Cyber Basics: Software Patching

We have all been harassed by (sometimes overly) persistent popups on our home screens urging us to install system updates. No matter how many times they appear, however, most of us choose to ignore them – especially if everything is working fine. Why are updates so important anyway? Why not just ignore them?

The answer is simple. In pushing us to regularly update their products, software companies are not merely bugging us for their own amusement, but are actually trying to protect us.

Why patches matter

Installing “security patches”, known also as “service packs” or just “patches” is simply a process that helps software stay up-to-date by fixing errors and closing exploitable vulnerabilities in their coding. These errors and vulnerabilities are universal and unavoidable. Once discovered, these security holes become known as “zero-day” vulnerabilities and until patched, can be used by hackers to gain entry into, disrupt, and manipulate applications, devices, and even whole networks.

To take an example: In 2012 the town of Naperville, Illinois was hit by a cyberattack after its web vendor failed to notify officials about a discovered vulnerability in its content management system. Since the city’s software was not patched, hackers were able to find and exploit a vulnerability and install undetectable malicious programs. This malware helped them remotely access computers at a local fire station and in the office of the city’s IT manager to obtain the login and password information of 59 city employees. In the end, investigating and remediating the incident cost the city over $760,000!

As illustrated in the Naperville example, updating software and installing patches is crucial for the security of your computer. While they won’t close all potential points of entry to your system, patching newly discovered security holes as soon as possible helps minimize a hackers’ attack options.

How they work

Developers are constantly working to find security holes and further perfect their products. New bugs and flaws are either discovered and fixed by developers and independent researchers before hackers can ever exploit them or, as happens often, after reports of a hack.

When a software developer has new updates or features, they typically trigger notifications on your computer.
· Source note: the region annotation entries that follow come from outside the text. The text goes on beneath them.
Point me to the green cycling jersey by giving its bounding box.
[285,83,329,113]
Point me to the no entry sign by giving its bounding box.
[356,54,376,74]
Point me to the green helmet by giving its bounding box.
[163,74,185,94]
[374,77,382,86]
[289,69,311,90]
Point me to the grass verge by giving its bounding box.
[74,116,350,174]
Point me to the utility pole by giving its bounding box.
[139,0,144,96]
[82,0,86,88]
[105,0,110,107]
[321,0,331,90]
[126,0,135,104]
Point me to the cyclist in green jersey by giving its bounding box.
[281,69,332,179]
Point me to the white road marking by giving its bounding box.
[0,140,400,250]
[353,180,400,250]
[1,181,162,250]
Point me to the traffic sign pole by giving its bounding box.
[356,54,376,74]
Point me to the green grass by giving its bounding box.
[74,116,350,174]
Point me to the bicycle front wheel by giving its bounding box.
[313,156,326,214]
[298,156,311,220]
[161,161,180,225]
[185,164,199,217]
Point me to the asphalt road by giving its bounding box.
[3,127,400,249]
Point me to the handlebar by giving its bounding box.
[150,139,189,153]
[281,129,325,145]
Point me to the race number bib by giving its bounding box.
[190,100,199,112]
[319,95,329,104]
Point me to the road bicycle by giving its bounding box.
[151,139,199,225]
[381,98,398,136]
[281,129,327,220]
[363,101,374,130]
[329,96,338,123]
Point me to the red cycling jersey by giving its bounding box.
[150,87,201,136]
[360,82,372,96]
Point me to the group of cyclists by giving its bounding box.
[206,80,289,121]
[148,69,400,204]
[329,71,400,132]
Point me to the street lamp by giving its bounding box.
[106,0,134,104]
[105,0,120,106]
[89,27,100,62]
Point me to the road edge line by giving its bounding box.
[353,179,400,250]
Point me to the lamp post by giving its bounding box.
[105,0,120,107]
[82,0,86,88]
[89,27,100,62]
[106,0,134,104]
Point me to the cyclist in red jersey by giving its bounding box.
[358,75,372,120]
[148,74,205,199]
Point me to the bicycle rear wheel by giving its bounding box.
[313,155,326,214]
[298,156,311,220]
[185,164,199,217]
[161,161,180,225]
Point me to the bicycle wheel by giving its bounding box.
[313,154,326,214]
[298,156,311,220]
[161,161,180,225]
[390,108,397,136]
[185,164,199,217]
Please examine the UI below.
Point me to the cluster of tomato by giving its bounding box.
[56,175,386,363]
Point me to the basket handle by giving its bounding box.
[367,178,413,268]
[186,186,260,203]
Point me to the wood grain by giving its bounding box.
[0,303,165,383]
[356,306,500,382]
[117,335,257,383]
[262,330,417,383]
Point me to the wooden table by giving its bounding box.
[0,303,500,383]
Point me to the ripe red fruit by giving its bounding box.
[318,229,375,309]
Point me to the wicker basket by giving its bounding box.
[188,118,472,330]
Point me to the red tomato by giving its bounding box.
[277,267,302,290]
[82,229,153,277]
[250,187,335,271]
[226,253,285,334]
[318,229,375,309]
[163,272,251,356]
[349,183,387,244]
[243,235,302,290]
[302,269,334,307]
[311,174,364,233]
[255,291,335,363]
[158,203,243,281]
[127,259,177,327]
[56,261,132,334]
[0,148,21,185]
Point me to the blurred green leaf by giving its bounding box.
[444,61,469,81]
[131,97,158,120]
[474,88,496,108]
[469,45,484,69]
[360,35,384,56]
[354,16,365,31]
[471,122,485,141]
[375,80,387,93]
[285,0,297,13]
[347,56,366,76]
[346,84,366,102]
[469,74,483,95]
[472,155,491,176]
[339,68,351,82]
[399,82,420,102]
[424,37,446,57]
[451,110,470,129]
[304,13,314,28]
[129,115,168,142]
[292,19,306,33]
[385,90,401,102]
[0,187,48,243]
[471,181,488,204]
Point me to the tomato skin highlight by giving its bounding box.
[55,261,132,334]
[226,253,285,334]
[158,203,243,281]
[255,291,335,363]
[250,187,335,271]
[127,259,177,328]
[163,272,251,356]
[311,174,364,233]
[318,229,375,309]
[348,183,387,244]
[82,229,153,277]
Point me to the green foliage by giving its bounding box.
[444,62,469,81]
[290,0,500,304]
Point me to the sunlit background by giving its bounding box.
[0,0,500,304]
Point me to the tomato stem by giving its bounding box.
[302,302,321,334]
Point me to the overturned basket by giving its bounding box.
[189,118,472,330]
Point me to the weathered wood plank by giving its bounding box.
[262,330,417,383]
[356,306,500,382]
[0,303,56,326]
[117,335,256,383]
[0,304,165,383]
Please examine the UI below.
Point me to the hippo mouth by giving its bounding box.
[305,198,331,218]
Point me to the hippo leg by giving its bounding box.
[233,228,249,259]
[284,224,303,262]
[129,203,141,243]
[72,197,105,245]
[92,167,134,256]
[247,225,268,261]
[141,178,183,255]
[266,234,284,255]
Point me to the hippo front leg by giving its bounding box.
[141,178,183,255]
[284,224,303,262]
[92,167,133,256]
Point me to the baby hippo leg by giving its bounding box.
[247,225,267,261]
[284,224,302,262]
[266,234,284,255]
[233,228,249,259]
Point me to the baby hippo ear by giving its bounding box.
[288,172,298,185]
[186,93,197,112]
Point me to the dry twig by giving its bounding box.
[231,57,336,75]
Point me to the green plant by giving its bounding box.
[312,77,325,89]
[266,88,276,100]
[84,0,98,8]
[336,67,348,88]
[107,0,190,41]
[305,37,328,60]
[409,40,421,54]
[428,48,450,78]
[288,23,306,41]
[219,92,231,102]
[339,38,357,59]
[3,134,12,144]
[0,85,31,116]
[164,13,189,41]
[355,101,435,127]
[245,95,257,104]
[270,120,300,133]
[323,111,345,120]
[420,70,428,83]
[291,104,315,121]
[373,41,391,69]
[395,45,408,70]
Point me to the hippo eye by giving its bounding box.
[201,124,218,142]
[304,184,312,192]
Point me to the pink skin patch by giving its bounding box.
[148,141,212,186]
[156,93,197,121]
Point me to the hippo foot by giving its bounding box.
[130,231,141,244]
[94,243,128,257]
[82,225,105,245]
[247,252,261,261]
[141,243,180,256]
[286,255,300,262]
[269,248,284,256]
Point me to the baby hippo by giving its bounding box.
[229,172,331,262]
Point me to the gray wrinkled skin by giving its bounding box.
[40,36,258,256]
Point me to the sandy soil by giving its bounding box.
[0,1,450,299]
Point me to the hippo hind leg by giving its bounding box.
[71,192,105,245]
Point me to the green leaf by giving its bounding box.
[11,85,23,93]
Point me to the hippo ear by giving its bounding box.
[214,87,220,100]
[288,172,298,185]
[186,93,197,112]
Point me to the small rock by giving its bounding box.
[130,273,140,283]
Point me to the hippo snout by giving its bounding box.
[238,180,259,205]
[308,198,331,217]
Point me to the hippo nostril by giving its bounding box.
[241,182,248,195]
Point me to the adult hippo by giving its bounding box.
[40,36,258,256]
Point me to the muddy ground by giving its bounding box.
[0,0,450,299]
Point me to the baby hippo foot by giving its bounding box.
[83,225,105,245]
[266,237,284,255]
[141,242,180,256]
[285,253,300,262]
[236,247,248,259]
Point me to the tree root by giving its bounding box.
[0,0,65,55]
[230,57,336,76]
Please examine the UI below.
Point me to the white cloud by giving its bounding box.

Some applications like Google Chrome will apply patches by default – i.e. they automatically apply their tweaks so you don’t have to do anything. Other patches must be installed manually, as is the case for commonly used third party software like Adobe, Skype or QuickTime Player. With manual updates comes the option of delaying the installation of new patches. It is good practice, however, to not wait too long after you’ve been notified of available updates. Be cautious though. Make sure to never install applications or updates from unknown developers – this software could contain the very kind of malware patches are built to help avoid.

When developers stop supporting older versions of systems, their software may require upgrades instead of updates. Do not confuse these two – an upgrade is a new version of the same software, not just a modification of what exists already. Once upgrades are made available, developers usually stop issuing updates to old software after a certain period of time. In other words, they stop looking for security holes and ways to optimize old versions and shift their focus to the newer versions. Take for example Internet Explorer. In early 2016 Microsoft ended its technical support for older versions of Internet Explorer and announced it will only make updates to its latest version, Internet Explorer 11.

Installing patches may be annoying, but doing so is important. Unpatched systems are vulnerable systems, and to a hacker any vulnerability is an opportunity. Next time the “update” message pops up on your computer, don’t ignore it. Five minutes spent installing and restarting will always beat months of costly and stressful remediation from a cyberattack. If you are pressed for time and can’t update the very second new patches rollout, of course that is fine. Remember though, don’t wait too long!